Wikitravel can contain information about hotels, restaurants, bars, and sights that are in other travel guides already. However, we need to express that information differently, and not just copy it out of a book somewhere. It's best to get the information first-hand to make sure it's true and reliable; at the least we should fact-check the information in other guides.
In addition, selection and organization of data can be copyrighted, too. So, listing the same 18 hotels in a city that another travel guide lists will be at least suspicious, if not cause for alarm. In general, we should avoid leaning on other travel guides for their information.
The public domain
Certain expression is not copyrighted by anyone; this information is in the public domain. Anyone can use it, copy it, or incorporate it into copyrighted works.
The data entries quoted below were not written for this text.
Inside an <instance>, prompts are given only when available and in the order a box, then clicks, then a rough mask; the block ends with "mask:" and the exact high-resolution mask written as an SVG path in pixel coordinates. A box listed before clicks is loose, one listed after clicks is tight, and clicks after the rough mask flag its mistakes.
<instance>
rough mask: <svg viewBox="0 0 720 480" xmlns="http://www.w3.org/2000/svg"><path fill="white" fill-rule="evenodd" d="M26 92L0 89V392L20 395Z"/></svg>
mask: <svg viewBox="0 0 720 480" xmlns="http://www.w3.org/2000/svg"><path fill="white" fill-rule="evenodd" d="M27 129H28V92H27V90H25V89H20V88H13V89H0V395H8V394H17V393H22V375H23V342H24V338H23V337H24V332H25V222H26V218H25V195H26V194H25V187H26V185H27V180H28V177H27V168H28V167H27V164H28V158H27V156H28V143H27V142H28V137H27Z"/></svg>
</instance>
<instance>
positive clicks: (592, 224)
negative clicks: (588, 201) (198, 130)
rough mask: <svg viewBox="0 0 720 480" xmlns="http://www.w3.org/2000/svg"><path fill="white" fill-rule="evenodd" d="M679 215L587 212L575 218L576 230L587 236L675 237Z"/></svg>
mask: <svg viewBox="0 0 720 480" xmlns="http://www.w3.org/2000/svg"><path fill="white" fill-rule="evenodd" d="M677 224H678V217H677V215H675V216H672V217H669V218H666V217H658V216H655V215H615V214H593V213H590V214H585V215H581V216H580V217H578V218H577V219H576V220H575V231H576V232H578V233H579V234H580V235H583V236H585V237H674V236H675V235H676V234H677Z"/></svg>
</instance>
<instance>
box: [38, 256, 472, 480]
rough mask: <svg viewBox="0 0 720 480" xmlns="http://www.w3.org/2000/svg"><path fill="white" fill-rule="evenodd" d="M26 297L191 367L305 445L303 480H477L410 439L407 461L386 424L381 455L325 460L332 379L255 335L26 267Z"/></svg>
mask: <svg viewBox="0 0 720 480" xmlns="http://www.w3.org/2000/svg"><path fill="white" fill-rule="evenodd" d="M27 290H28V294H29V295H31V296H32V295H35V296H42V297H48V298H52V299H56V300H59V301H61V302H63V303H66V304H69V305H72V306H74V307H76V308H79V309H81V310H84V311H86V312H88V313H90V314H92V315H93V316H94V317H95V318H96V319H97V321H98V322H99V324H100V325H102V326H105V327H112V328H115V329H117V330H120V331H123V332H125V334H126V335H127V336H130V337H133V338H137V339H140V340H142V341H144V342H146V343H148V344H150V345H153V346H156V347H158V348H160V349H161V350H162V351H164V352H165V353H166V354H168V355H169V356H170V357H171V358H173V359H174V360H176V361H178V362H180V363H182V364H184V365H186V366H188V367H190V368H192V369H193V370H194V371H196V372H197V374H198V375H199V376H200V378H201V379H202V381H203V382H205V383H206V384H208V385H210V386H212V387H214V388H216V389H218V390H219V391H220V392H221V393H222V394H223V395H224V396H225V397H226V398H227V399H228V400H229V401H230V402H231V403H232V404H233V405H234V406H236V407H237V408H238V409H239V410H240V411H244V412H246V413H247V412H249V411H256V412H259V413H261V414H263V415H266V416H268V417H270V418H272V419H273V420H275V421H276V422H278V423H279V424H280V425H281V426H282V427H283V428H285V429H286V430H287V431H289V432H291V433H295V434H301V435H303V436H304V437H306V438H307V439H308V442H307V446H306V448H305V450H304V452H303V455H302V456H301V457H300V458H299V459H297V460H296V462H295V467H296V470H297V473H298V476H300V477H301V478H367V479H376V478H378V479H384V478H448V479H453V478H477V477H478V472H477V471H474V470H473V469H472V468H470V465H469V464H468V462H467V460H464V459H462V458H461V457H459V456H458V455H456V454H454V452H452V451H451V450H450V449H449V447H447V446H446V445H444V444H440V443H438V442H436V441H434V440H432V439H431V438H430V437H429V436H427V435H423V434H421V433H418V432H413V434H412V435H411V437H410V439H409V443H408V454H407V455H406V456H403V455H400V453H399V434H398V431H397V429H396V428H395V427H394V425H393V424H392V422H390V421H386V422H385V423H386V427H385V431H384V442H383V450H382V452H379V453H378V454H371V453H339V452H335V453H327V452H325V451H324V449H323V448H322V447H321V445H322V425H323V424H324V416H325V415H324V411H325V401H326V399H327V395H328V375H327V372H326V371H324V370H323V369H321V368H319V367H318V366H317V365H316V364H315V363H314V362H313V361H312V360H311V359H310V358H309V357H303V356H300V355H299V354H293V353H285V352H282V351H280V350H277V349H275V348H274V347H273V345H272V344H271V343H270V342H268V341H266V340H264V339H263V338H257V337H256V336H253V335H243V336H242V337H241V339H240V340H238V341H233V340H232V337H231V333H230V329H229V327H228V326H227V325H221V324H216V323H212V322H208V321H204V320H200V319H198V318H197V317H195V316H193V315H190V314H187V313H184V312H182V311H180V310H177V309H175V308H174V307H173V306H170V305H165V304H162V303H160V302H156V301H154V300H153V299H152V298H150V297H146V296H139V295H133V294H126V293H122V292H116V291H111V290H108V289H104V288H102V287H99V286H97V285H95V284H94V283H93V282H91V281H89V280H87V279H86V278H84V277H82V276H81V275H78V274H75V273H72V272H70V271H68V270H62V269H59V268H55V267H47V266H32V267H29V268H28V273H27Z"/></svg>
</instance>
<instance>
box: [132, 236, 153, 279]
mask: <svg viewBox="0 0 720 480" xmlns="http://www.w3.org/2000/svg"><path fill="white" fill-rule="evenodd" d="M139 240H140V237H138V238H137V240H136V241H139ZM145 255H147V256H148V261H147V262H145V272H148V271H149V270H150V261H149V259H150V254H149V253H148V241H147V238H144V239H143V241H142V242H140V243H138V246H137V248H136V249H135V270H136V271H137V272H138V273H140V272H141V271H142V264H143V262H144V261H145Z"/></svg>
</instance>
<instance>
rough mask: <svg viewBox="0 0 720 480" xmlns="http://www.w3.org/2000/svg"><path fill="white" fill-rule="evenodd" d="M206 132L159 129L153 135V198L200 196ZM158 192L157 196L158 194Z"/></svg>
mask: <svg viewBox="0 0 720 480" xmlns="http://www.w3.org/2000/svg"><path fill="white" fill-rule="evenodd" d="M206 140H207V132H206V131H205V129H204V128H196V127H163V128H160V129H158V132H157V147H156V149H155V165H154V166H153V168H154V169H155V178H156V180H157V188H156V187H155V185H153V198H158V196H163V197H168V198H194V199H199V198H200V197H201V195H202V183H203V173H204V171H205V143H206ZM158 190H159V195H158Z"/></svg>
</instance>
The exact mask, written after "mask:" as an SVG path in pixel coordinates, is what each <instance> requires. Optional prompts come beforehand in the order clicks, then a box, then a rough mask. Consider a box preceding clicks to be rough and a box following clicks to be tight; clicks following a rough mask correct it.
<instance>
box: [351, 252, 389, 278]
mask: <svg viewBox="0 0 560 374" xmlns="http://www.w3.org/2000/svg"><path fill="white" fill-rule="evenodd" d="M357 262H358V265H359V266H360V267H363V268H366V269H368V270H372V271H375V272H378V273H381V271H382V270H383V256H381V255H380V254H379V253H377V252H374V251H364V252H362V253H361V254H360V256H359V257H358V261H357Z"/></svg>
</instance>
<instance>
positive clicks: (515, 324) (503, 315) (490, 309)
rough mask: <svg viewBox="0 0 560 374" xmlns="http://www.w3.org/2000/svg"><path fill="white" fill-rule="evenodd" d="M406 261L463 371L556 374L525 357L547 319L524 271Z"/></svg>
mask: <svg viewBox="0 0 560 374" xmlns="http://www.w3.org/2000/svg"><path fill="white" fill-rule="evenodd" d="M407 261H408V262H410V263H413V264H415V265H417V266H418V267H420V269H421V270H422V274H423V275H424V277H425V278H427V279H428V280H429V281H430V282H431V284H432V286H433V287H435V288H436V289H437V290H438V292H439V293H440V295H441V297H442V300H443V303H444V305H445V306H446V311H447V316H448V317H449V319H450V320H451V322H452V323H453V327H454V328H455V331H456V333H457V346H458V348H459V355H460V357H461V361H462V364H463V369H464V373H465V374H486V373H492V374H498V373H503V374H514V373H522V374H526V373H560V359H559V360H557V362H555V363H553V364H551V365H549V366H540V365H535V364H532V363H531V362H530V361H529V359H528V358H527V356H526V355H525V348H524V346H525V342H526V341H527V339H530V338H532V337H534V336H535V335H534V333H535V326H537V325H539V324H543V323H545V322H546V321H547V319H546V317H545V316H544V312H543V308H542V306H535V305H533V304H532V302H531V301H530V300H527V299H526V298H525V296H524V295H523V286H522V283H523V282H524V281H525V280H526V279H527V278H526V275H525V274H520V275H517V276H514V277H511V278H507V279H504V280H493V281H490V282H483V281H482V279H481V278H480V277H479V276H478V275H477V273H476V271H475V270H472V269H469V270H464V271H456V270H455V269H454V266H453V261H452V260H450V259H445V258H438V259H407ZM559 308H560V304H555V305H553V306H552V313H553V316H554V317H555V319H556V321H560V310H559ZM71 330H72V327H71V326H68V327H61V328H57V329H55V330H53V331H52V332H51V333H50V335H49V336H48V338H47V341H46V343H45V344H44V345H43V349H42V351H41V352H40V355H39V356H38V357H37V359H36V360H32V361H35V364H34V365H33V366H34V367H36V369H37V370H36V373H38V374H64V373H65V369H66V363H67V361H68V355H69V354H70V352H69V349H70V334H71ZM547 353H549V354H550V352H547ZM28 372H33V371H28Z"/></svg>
In general, works are in the public domain if they're so old that the terms of their copyright has lapsed, or if they were created by government employees or officials (depending on the jurisdiction).
Some public domain works are useful for incorporation into Wikitravel, but most are not. A travel guidebook from 1894 is not going to have all that much information relevant for today's travellers, and will probably be in an offputting archaic style. Information put out by government officials will probably also not be terribly useful.
There is a principle in American copyright law, and in laws of other countries, that allows incorporation of copyrighted works into other works. This principle is called fair use; among other things, it allows adding short quotes and excerpts from other works into our own.
However, it's important to remember that fair use is contingent on the type of person or party reusing a work, and their intention. It may in fact be "fair use" for us to incorporate a picture, text, or other copyrighted expression into Wikitravel for use on wikitravel.org, but it would not be fair for readers to use that same picture in works they derive from Wikitravel. The great benefit of having a free travel guide is lost if people aren't really free to use and reuse our articles.
Therefore, fair use in Wikitravel of works from other sources, with the exception of short quotes or excerpts of text, is not acceptable.